As with any natural commodity grain ETF products largely dependent on climate and weather conditions around globe. Prices of grain ETFs usually go up as soon as there is a natural disaster like drought or wildfires (Russia & Asia 2010) when the grain prices rose by 33% or come down if there is oversupply for some particular grain.
Worldwide food production is largely dependant on grain and as the growing worldwide population is getting both larger and wealthier grain ETF investments are seen by many financial investors as a good way to profit from it.
According the United Nations global grain prices were at all time high in December 2010 and they have had a steady climb in 2011 as well.
Some US critics have argued that US ethanol production is largely responsible for the shortages or corn crop around the world and raise in grain ETF prices. However, the issue is more complex that that.
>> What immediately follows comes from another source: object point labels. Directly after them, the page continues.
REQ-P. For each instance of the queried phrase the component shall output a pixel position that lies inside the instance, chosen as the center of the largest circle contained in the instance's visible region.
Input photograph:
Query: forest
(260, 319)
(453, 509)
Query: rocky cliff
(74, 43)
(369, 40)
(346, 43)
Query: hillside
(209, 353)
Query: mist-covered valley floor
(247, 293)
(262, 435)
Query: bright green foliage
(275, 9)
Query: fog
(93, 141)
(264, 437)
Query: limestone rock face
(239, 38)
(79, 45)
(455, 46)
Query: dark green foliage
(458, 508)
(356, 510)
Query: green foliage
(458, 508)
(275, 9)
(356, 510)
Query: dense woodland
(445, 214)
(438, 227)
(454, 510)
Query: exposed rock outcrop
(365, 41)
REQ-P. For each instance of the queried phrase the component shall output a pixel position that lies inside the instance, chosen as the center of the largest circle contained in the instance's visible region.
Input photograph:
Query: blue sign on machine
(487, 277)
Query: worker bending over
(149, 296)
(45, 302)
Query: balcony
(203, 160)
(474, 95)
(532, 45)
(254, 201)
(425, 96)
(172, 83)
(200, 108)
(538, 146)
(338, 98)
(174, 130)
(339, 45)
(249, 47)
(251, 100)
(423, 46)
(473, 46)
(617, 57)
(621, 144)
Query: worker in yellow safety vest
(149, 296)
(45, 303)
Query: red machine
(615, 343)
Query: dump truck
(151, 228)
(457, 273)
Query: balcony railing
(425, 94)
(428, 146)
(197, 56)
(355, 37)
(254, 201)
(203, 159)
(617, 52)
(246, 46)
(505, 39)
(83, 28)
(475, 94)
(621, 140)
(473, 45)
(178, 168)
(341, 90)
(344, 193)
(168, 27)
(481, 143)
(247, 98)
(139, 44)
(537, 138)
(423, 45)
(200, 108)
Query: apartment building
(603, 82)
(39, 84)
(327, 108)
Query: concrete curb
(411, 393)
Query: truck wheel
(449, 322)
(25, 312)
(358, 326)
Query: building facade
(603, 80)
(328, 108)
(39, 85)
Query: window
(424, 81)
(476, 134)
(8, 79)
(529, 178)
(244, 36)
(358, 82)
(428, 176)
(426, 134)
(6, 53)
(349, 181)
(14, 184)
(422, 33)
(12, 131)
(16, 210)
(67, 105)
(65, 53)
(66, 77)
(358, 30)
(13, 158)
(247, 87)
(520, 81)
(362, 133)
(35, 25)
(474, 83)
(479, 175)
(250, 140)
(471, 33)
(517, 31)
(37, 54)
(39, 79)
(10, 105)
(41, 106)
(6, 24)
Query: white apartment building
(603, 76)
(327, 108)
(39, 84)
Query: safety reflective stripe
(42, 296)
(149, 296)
As ethanol burns with less waste than gasoline, making it a more green fuel to use, lot of interest groups are advocating ethanol as more environmentally friendly fuel to use. According to USDA more than 30% or US corn was used for ethanol production in 2010, which is substantial as 39% of the worldwide corn is being produced in the States.
Rising grain prices inevitably also raise prices for other foodstuff, due to the climbing feed costs for meat production. Other products that are affected by grain prices are soft drinks and some sweets, because of the corn syrup they use.
Grain ETFs offer you good exposure to corn, wheat and soybeans, if you think the demand for them will go up in the coming years.